Open enrollment: Employees have big changes to consider – here’s what to know.

Employers typically offer an open enrollment period in the fall, when their employees are allowed to choose new health plans, enroll in a flexible spending account, or make other changes to their benefits. This year, there are some upcoming changes that could help employees, while potentially opening financial pitfalls.

Among the biggest changes for 2023 are two tax-advantaged health savings accounts – Flexible Spending Accounts (FSA) and Health Savings Accounts (HSA). These accounts can save workers a nice amount of money by allowing them to save pre-tax money to pay for their medical expenses. Basically, you save what you would have paid in taxes on the money you put into the accounts.

In 2023, employees can set aside up to $3,050 in an FSA, a increase of about 7% the current tax year limit of $2,850. Meanwhile, single workers looking to fund an HSA can save up to $3,850 next year, a 5.5% increase from 2022, while families can save up to $7,750. , up 6.2%.

The increases come in handy at a time when inflation is at its highest level in four decades, with consumer prices jumping more than 8% from a year ago. But there are several “gotchas” that workers should be aware of, especially when it comes to flexible spending accounts, the most important being that FSAs are “use it or lose it” programs. In other words, if you don’t use all the money you’ve set aside, you’ll lose it — your employer keeps the unused funds.

“Open enrollment typically opens in late October and early November,” said Lisa Myers, director of client services, employee benefit accounts, at Willis Towers Watson. “It is important to plan carefully and know the deadlines.”

Indeed, American workers end up losing a total of about $3 billion a year in idle FSA funds, according to a Money analysis.

Here’s what to consider when registering open.

What is the difference between an FSA and an HSA?

Both accounts aim to help workers pay for their medical expenses with pre-tax money. The biggest difference is that FSAs are controlled by your employer, while HSAs are owned by the individual.

This means that if you quit your job, your FSA will not move with you. But once you open and fund an HSA, that account stays with you, like your 401(k), which continues to be yours even after you leave a job and start with a new employer.

Another big difference: health savings accounts are designed for people with high-deductible health plans. This means that not all employees will have access to an HSA.

HSAs generally have more flexibility than FSAs. For example, unused funds roll over each year, unlike an FSA, where funds are forfeited if not used by your employer’s claim deadline. And you can change your HSA contributions at any time; with an FSA, dues are set at open enrollment.

Can I register for both an FSA and an HSA?

Generally, no, noted Myers of Willis Towers Watson. However, people with HSAs can opt for a slimmed-down version of a flexible spending account, known as a “limited-use FSA.” These accounts can only be used for vision and dental expenses, which reduces their usefulness.

This means that employees who qualify for both programs will generally have to decide whether it makes more sense to fund an FSA or an HSA for 2023.

How much should I set aside for 2023?

Some employers offer tools to help workers estimate their potential annual health costs, but you can also view your medical expenses for the past year to help you assess your likely expenses for the coming year, Myers said.

Individuals with HSAs may also want to set aside the amount they will be paying due to their health plan deductible, as these are reimbursable expenses that they could get reimbursed through this tax-advantaged account. .

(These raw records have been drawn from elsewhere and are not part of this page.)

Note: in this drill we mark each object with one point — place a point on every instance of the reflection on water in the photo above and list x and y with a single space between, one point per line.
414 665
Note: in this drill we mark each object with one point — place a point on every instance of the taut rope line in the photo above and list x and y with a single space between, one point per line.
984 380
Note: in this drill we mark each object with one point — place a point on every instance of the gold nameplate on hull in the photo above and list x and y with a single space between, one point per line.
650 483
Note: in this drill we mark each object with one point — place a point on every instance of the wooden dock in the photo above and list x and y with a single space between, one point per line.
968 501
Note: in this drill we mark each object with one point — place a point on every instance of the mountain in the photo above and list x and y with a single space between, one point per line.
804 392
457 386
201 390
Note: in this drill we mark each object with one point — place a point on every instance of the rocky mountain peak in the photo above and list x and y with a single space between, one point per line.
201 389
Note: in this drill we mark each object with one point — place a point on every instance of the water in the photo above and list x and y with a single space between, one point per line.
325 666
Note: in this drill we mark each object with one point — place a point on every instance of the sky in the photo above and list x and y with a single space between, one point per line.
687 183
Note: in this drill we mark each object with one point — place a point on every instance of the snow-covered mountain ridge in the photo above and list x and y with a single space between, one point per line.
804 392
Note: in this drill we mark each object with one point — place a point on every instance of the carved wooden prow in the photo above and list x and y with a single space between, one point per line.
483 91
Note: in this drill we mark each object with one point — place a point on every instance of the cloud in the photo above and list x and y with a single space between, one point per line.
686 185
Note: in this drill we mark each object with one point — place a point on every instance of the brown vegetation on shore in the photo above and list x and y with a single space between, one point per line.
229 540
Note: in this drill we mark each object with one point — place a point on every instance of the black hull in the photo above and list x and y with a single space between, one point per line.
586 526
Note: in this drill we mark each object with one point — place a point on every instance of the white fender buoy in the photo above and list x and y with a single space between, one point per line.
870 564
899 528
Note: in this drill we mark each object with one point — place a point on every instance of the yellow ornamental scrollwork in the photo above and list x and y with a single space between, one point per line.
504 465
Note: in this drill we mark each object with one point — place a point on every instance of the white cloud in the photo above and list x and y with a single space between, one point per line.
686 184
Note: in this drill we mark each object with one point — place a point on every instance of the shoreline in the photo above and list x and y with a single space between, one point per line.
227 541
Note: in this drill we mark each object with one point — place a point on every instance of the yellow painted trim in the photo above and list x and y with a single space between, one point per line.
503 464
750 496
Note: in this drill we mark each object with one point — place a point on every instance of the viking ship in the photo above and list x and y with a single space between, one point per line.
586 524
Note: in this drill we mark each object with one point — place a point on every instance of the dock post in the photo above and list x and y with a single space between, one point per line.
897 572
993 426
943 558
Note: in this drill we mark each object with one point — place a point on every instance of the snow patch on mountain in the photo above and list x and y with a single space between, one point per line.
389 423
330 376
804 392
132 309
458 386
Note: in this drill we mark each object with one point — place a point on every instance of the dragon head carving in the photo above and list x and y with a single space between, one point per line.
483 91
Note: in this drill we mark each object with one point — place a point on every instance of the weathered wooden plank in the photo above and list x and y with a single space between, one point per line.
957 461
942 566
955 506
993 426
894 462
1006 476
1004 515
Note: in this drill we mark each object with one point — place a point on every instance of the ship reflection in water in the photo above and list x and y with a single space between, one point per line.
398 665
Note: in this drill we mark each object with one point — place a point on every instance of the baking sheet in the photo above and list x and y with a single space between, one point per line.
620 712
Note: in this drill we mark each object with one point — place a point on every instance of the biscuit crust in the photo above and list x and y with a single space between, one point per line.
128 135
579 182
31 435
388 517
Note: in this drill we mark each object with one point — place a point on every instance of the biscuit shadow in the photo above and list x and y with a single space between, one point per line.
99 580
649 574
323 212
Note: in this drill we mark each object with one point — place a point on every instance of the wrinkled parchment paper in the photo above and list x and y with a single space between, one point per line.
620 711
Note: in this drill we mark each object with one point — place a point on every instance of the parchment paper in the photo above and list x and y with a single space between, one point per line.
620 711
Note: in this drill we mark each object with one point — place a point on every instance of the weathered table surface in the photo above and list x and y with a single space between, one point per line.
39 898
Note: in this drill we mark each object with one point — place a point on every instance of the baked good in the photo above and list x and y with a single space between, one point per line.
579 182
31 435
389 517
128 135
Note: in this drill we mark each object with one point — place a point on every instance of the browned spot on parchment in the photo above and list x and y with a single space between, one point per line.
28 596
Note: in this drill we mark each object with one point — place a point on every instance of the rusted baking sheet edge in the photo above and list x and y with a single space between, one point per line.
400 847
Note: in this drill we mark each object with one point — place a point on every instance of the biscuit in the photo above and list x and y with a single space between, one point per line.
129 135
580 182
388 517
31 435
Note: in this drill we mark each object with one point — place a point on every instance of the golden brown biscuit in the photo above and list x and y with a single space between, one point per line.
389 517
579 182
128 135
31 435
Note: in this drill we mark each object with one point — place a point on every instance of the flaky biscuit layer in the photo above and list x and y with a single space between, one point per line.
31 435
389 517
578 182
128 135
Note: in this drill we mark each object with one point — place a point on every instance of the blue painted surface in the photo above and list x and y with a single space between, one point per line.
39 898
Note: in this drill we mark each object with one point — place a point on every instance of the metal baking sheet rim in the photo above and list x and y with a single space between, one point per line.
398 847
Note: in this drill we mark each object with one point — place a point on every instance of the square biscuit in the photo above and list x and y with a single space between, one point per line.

There’s more at stake for people who opt for FSAs, as overstating your medical bills could leave money in your account that will eventually go to your employer.

What deadlines should I pay attention to?

You will need to meet the deadline to claim your FSA funds.

Employers can give employees a grace period of up to two and a half months after the end of a calendar year to claim the money. But you’ll need to check if your company offers overtime and mark on your calendar when you need to claim the money.

Some employees may be surprised by the delays this year because a pandemic stimulus bill and the IRS have relaxed rules for claiming FSA funds, giving people more time to file claims in 2020 and 2021. But those provisions have expired, meaning people with FSAs in 2022 must claim their money before the end of the year or before the employer’s grace period in early 2023.

“This was temporary relief due to the pandemic, so employees can have larger than usual balances in their health and dependent care FSAs, and can waive until 2023,” Myers said. “It’s important to check your balances, check the rules of the plan, so they can plan their spending for the rest of 2022.”

What can I spend my FSA money on?

Employees are sometimes surprised at what their FSA plans will cover, including bandages, reading glasses, first aid kits and over-the-counter medications, Myers said.

She recommends people check out FSAStore.com, which has all the FSA-eligible items, especially if you’re nearing your deadline to claim your funds and need to use the money.

Myers also advises that you check your 2022 FSA balance and claim deadlines now, rather than waiting until the end of the year. Generally, a healthcare service or good must be purchased in 2022 to be eligible for a 2022 FSA claim, so waiting until the last minute to try and spend the funds could increase your risk of hitting a snag – like if your ophthalmologist is reserved which could hinder the renewal of your prescription to obtain new glasses.